Electricity has a large efficiency advantage and thus wins.  Period.  Biofuels should be made to mix into petro-fuels but not be viewed as a long term solution.  We will still have oil for many decades to come.  The objective is to reduce oil usage, not completely eliminate it.  Oil will still be used for long-haul driving and air travel.  But light-duty commuting should be transitioned to electric drive starting now.  The Volt, the Aptera, the Tesla, and the Th!nk City are all good starts.  
i remember reading a science article on how they have developed ways to recharge batteries within minutes. why not apply this to cars and have "power stations" rather than "fuel stations"?
The think we need to remember is that everything has its efficiency limit.
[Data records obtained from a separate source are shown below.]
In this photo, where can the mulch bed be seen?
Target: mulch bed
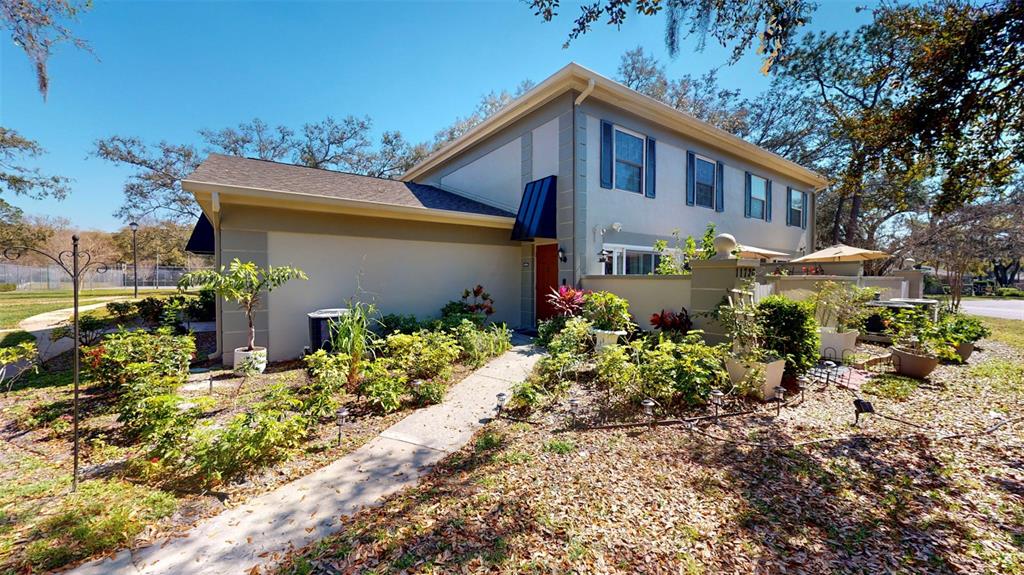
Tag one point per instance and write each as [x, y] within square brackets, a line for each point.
[892, 495]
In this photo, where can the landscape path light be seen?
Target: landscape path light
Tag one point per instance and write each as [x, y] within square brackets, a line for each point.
[342, 419]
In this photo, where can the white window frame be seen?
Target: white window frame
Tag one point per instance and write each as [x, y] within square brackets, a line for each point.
[714, 181]
[764, 201]
[619, 256]
[614, 159]
[790, 209]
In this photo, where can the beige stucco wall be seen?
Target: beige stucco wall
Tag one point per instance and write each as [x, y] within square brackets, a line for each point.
[647, 294]
[647, 219]
[402, 266]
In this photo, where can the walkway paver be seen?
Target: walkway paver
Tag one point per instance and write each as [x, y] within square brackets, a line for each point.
[257, 533]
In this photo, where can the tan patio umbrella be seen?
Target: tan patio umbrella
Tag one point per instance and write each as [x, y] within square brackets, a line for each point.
[754, 252]
[841, 253]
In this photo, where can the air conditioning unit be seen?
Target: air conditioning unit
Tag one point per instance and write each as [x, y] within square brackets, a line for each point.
[320, 326]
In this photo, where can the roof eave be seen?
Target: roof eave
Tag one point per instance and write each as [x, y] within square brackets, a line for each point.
[296, 201]
[576, 77]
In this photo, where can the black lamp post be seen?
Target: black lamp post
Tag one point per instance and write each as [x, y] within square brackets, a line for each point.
[75, 264]
[134, 256]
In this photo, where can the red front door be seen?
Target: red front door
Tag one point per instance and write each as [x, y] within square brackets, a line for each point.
[547, 278]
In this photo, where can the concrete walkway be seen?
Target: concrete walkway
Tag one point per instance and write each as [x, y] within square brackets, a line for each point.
[255, 534]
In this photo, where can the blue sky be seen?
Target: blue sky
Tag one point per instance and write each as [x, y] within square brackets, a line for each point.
[162, 70]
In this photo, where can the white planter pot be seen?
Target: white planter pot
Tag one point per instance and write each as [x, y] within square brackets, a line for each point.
[605, 338]
[769, 376]
[242, 355]
[838, 346]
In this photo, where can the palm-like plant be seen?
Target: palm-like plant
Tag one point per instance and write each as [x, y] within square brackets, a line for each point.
[243, 282]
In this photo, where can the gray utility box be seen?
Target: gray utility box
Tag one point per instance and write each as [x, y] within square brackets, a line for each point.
[320, 326]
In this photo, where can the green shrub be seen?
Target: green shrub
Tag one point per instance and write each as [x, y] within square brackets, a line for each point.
[151, 310]
[397, 323]
[671, 372]
[383, 386]
[424, 355]
[121, 310]
[480, 344]
[790, 329]
[328, 376]
[160, 353]
[262, 436]
[607, 311]
[14, 339]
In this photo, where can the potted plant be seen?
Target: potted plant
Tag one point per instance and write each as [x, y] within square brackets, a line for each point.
[962, 332]
[918, 343]
[609, 315]
[751, 366]
[840, 311]
[244, 282]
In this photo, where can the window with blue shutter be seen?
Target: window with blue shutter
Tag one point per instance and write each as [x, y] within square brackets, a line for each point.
[606, 151]
[690, 173]
[649, 180]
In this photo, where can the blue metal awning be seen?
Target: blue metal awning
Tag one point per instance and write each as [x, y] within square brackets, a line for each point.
[537, 211]
[201, 241]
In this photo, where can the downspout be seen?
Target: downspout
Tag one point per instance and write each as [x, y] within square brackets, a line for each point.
[580, 260]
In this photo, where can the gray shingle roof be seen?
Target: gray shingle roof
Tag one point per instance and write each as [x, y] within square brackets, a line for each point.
[245, 172]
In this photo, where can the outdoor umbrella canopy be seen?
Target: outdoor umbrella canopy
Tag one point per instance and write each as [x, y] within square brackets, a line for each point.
[841, 253]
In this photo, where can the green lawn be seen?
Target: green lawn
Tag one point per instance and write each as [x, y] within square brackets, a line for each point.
[15, 306]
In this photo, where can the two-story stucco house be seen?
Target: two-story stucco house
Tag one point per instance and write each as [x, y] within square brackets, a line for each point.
[578, 177]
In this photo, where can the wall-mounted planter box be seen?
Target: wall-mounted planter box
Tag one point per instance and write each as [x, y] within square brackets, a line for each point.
[837, 346]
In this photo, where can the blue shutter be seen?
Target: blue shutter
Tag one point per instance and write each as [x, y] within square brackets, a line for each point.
[788, 205]
[804, 209]
[747, 194]
[606, 159]
[690, 175]
[649, 177]
[720, 187]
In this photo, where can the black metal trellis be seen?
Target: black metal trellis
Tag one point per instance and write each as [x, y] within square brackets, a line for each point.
[73, 264]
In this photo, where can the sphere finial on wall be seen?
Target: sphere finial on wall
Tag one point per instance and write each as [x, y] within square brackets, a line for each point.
[724, 245]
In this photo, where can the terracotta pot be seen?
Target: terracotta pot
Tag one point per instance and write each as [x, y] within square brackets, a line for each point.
[912, 364]
[838, 346]
[258, 354]
[605, 338]
[770, 378]
[965, 350]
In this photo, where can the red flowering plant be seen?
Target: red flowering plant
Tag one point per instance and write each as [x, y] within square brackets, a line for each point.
[672, 322]
[567, 301]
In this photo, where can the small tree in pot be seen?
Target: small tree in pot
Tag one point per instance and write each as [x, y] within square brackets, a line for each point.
[244, 282]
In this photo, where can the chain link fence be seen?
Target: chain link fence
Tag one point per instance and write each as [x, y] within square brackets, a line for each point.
[40, 278]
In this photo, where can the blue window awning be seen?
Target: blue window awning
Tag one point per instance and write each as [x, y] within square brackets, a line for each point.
[201, 240]
[537, 211]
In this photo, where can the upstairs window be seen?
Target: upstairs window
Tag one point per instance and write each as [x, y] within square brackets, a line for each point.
[629, 161]
[759, 197]
[704, 182]
[795, 217]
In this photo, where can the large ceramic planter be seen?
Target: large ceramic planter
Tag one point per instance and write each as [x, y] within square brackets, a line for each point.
[912, 364]
[965, 350]
[257, 354]
[838, 346]
[605, 338]
[768, 376]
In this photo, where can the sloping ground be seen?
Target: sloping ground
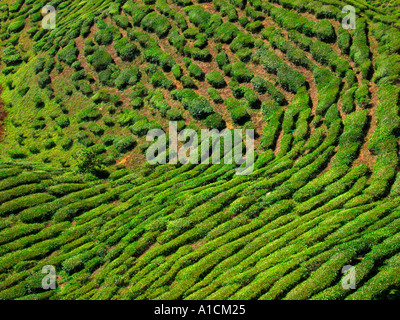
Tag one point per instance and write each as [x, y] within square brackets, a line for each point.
[324, 192]
[3, 115]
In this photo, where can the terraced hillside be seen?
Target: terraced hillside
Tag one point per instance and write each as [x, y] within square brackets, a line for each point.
[77, 193]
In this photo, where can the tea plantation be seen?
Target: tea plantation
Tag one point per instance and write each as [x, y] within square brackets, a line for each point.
[77, 193]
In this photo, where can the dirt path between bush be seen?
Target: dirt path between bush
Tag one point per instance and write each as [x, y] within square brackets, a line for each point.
[3, 115]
There is no perfect engine or power source that gives you 100% of the energy you put in back. So a car getting 35mpg is about as good as it gets without other energy sources.  Same thing with power plants.  We need to be smart work together...get china following some EPA guidelines, and mother earth will nurse itself back to great health.
The whole total carbon footprint stuff is complete crap. Everything we do we create carbon.  If we start a fire and cook organic meat we are still emitting carbon. I thin we have taken this a little far.  We just need to use our heads to be more efficient.  Its a cultural deal.